Some of our service providers are based outside the United Kingdom (for example, HighLevel is based in the United States). Where your data is transferred outside the UK, we take steps to ensure it is protected by an appropriate safeguard recognised under UK data protection law, such as the UK International Data Transfer Agreement, the UK Addendum to the EU Standard Contractual Clauses, or an adequacy decision.

7.How long do we keep your data?

We keep your personal data only for as long as necessary for the purposes set out in this policy. In general, we keep enquiry and contact data for as long as we are in contact with you or working to introduce you, and afterwards for 6 years to meet our legal, accounting and record-keeping obligations, after which it is securely deleted.
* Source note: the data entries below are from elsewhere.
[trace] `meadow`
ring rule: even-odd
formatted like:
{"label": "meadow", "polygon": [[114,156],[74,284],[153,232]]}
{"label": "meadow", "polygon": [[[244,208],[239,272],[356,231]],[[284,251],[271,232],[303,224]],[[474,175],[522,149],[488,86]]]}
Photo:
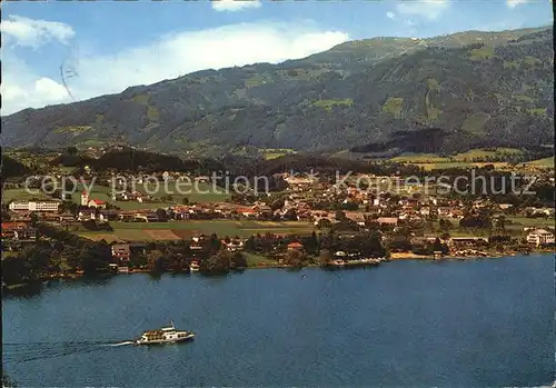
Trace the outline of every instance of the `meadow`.
{"label": "meadow", "polygon": [[[168,182],[165,187],[160,182],[157,190],[157,185],[136,185],[137,191],[151,196],[155,200],[152,202],[138,202],[138,201],[113,201],[111,198],[111,187],[95,185],[90,192],[91,199],[99,199],[108,201],[111,205],[119,207],[122,210],[136,209],[158,209],[182,205],[183,199],[187,198],[189,203],[208,203],[208,202],[224,202],[229,199],[229,195],[221,188],[214,188],[209,183],[195,183],[191,186],[181,185],[178,188],[175,182]],[[72,199],[75,202],[80,203],[81,192],[83,188],[79,186],[78,190],[73,192]],[[183,192],[180,193],[179,191]],[[166,198],[162,198],[166,197]],[[171,197],[171,199],[168,199]]]}
{"label": "meadow", "polygon": [[77,233],[91,240],[153,241],[190,239],[196,235],[217,233],[219,237],[249,237],[256,233],[310,235],[314,226],[300,221],[250,221],[250,220],[189,220],[169,222],[110,222],[113,231],[86,231]]}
8.How we protect your data

We use appropriate technical and organisational measures to keep your data secure, including access controls and reputable, security-conscious service providers. While no system can be guaranteed completely secure, we take reasonable steps to protect your information against unauthorised access, loss or misuse.

9.Your rights

Under the UK GDPR, you have the right to:

  • Be informed about how your data is used (this policy);
  • Request access to the personal data we hold about you;
  • Ask us to correct inaccurate or incomplete data;
  • Ask us to erase your data in certain circumstances;
  • Restrict or object to our processing of your data;
  • Request portability of certain data; and
  • Withdraw consent at any time, where we rely on consent.

To exercise any of these rights, contact us at [email protected]. We will respond within the timescales required by law (usually one month).

10.Cookies

Our website and booking tools may use cookies and similar technologies to function correctly and to understand how the site is used. You can control cookies through your browser settings.

11.Marketing

We will only send you marketing communications if you have asked us to or otherwise consented. You can opt out at any time by contacting us or using the unsubscribe option in any marketing email.

12.Changes to this policy

We may update this policy from time to time. The latest version will always be available on our website, with the date it was last updated shown at the top.

13.How to contact us and how to complain

If you have any questions or concerns about how we handle your data, please contact us first at [email protected] or by post at 14 Briars Lane, Liverpool, United Kingdom, L31 6AR.

You also have the right to complain to the Information Commissioner’s Office (ICO), the UK supervisory authority for data protection, at ico.org.uk or on 0303 123 1113. We would, however, appreciate the chance to address your concerns before you approach the ICO.